Hybrid Search Explained: BM25 + Semantic Embeddings for AI Agents

The AI industry spent the last two years building retrieval systems on pure vector search. Teams vectorize their content, store embeddings in Pinecone or Weaviate, and hope that semantic similarity is enough.

For broad conceptual queries it works well. For precision questions it fails silently. A user asks for the cancellation policy for enterprise annual plans and the embedding index returns chunks about pricing tiers that never mention cancellation. Meanwhile, BM25 keyword search would have found the exact document instantly because it contains the literal word cancellation.

Neither approach works alone. Hybrid search fuses semantic understanding with keyword precision, and it is rapidly becoming the baseline architecture for production AI agents. The catch is that hybrid search quality depends entirely on how your content is structured. A Content Operating System provides the clean, typed data that makes both signals reliable.

What BM25 Does and Why It Still Matters

BM25 is a probabilistic ranking function that scores documents based on:

Term frequency (how often a term appears in a document)
Inverse document frequency (how rare that term is across the corpus)
Document length normalization (so long documents don’t always win)

In plain terms, it gives high scores to documents that contain your exact search terms, especially when those terms are rare across the corpus. If only three documents in your entire catalog mention the SKU TRX-4200, BM25 will rank them at the top when someone searches for that code.

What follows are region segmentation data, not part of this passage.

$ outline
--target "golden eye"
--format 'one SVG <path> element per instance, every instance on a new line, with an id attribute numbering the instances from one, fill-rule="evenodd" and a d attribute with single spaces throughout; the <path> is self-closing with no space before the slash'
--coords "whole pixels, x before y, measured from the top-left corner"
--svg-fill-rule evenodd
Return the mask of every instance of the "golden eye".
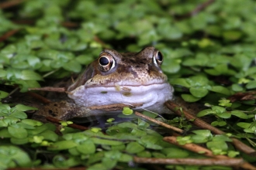
<path id="1" fill-rule="evenodd" d="M 99 58 L 98 67 L 101 71 L 109 71 L 115 66 L 115 60 L 113 57 L 107 53 L 102 53 Z"/>
<path id="2" fill-rule="evenodd" d="M 163 63 L 163 60 L 164 60 L 164 56 L 162 53 L 158 50 L 155 50 L 154 53 L 153 63 L 156 66 L 161 66 Z"/>

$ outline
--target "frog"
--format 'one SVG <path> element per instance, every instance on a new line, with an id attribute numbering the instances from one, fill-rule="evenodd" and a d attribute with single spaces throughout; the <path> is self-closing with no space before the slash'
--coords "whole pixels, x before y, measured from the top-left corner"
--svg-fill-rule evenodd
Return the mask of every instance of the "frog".
<path id="1" fill-rule="evenodd" d="M 66 89 L 68 100 L 43 106 L 36 115 L 61 120 L 133 110 L 170 112 L 164 103 L 174 88 L 161 70 L 162 53 L 153 46 L 138 53 L 103 49 Z"/>

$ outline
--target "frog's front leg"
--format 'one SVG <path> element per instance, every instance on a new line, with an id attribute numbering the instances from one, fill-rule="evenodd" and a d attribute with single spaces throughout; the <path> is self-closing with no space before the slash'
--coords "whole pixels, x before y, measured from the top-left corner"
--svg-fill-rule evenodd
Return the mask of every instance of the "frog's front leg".
<path id="1" fill-rule="evenodd" d="M 53 102 L 43 106 L 33 116 L 33 119 L 46 121 L 45 117 L 51 117 L 58 120 L 67 121 L 78 117 L 81 114 L 81 107 L 78 107 L 74 103 L 67 101 Z M 83 112 L 90 112 L 90 109 L 83 108 Z"/>
<path id="2" fill-rule="evenodd" d="M 42 107 L 33 118 L 47 121 L 45 117 L 51 117 L 61 121 L 67 121 L 75 117 L 87 117 L 92 116 L 106 115 L 113 113 L 121 113 L 124 107 L 135 108 L 141 107 L 143 104 L 115 104 L 102 106 L 81 107 L 74 103 L 67 101 L 53 102 Z"/>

This precision is exactly what embeddings miss. Semantic embeddings encode meaning into dense vectors. Two phrases can have nearly identical embeddings even though they share zero words. This is powerful for discovery but dangerous for specificity. When your agent needs to answer a question with an exact product code, date, or policy number, BM25 is the more reliable signal.

The Fusion Problem and How to Solve It

Combining BM25 and embedding scores is not as simple as adding two numbers together. The scores operate on different scales and distributions. A BM25 score of 12.5 and a cosine similarity of 0.87 are not directly comparable.

A standard approach is reciprocal rank fusion (RRF), which converts both result sets into rank positions and merges them. Sanity handles this natively in GROQ. You can use score() to combine match() for BM25 and text::semanticSimilarity() for embeddings in a single query, then use boost() to weight the signals based on your specific use case.

For product catalogs where SKU precision matters, you might boost BM25 higher.
For knowledge bases where conceptual understanding matters more, you boost semantic similarity.

The last two years of AI have been dominated by pure vector search. Teams embed everything, push it into a vector DB, and hope semantic similarity will always surface the right context. It doesn’t.

For broad, fuzzy questions, embeddings shine. For precise, high‑stakes questions—cancellation policies, SKUs, policy IDs, dates—pure semantic search fails silently. It happily returns plausible chunks that never mention the critical keyword, while a simple BM25 query would have nailed the answer.

The future is hybrid search: BM25 for literal precision + embeddings for semantic recall, running over clean, structured content.

Sanity acts as a Content Operating System that gives hybrid search the one thing it absolutely depends on: well‑typed, noise‑free data.

Why BM25 Still Wins on Precision

BM25 ranks documents by:

How often a term appears (term frequency)
How rare that term is across the corpus (inverse document frequency)
Document length normalization

In practice, that means:

If only three docs mention TRX-4200, they float straight to the top for that query.
If a user types “cancellation policy”, BM25 strongly prefers docs that literally contain cancellation.

This is exactly where embeddings are weakest. Dense vectors blur distinctions between phrases that are semantically close but textually different. That’s great for discovery, but dangerous when the user needs an exact:

SKU
Policy name
Contract clause

✨

Why Structured Content Is the Foundation for Hybrid Search

Hybrid search only works when your content is cleanly structured and your search stack can fuse BM25 and embeddings in one place. Sanity gives you both: schema-enforced, typed content and GROQ-powered hybrid search that combines keyword precision with semantic understanding, plus Agent Context to expose it all directly to AI agents.

Example GROQ Hybrid Search Query

This GROQ query combines BM25 keyword search (match) with semantic embeddings (text::semanticSimilarity) and tunes their influence using score and boost. The result is a single ranked list that respects both exact matches and semantic intent.

*[_type == "product" && price < 150 && inventory > 0]
  | score(
    match(name, $q) ^ 2,
    match(category, $q) ^ 1.5,
    text::semanticSimilarity(description, $q) ^ 3
  )
  | order(_score desc)[0...10]
  {
    _id, name, sku, price, inventory,
    category, description, _score
  }

Hybrid search combines BM25 keyword ranking with semantic embeddings so users can find both exact matches (SKUs, error codes, brand names) and conceptually similar content (“authentication flow” vs “login process”). In Sanity, this is done directly in GROQ using score() with multiple signals: match/text::query() for BM25 and text::semanticSimilarity() for embeddings, tuned via boost().

The quality of hybrid search depends heavily on CMS architecture. Structured, typed content lets you:

Aim BM25 at exact-match fields like titles, product names, SKUs, and error codes
Aim semantic similarity at rich text fields like descriptions and body copy
Apply precise structural filters on numeric and boolean fields like price, category, and availability

Agent Context gives AI agents awareness of your Sanity schema, so they can:

Detect which fields are string vs embedded vs numeric/boolean
Choose keyword-heavy, semantic-heavy, or balanced hybrid strategies per query
Construct GROQ queries that align search mode with the right fields

This combination of hybrid scoring + structured content + schema-aware agents is what turns search from a single-mode compromise into a flexible, use-case-tuned system.